The length of similar components produced by a company are approximated by a normal distribution model with a mean of 8 cm and a standard deviation of 0.04 cm . Let the random variable X represent the length of one component chosen at random. In centimeters (cm) and accurate to at most 4 decimal places, the \( 59^{\text {th }} \) percentile of all lengths has value 8.00455 8.0091 7.9909 7.99545 None of the above. Note: Round each of your z-scores to 3 decimal places.

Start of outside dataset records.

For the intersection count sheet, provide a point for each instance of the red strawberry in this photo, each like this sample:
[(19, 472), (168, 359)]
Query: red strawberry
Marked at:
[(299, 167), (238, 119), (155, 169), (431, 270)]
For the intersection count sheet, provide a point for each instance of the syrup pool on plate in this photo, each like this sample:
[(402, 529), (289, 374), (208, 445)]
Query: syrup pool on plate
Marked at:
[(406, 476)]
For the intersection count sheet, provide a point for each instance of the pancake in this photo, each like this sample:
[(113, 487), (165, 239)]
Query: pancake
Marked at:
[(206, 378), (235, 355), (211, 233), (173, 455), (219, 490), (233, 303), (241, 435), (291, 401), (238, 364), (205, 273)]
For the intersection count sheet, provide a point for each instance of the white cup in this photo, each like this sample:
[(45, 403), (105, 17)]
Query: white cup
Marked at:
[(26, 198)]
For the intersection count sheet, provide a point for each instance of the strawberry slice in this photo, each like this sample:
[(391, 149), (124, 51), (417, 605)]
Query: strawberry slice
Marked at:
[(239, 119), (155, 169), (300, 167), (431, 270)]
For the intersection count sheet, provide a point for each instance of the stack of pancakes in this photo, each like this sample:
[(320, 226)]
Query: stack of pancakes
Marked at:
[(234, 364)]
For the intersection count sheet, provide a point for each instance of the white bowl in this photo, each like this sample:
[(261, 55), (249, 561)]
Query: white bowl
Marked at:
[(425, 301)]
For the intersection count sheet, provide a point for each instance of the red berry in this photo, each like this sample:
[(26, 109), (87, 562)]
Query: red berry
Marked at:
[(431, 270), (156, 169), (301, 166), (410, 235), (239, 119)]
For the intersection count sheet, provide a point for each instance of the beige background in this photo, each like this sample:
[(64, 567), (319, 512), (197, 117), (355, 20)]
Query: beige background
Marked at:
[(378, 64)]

We model the length \( X \) as \[ X \sim N(8, 0.04^2). \] We seek the \( 59^{\text{th}} \) percentile, i.e., the value \( x_{0.59} \) that satisfies \[ P(X \leq x_{0.59}) = 0.59. \] 1. Standardize the variable: \[ Z = \frac{X - 8}{0.04} \quad \Rightarrow \quad P\left(Z \leq \frac{x_{0.59} - 8}{0.04}\right) = 0.59. \] Let \( z_{0.59} = \frac{x_{0.59} - 8}{0.04} \). 2. Find \( z_{0.59} \) using a standard normal table or calculator. We solve: \[ \Phi(z_{0.59}) = 0.59. \] Referring to a standard normal table (or using a calculator) we find: \[ z_{0.59} \approx 0.227. \] 3. Convert back to the original variable: \[ x_{0.59} = 8 + 0.04 \times 0.227 = 8 + 0.00908 \approx 8.0091. \] Thus, the \( 59^{\text{th}} \) percentile of all lengths is approximately \( 8.0091\,\text{cm} \).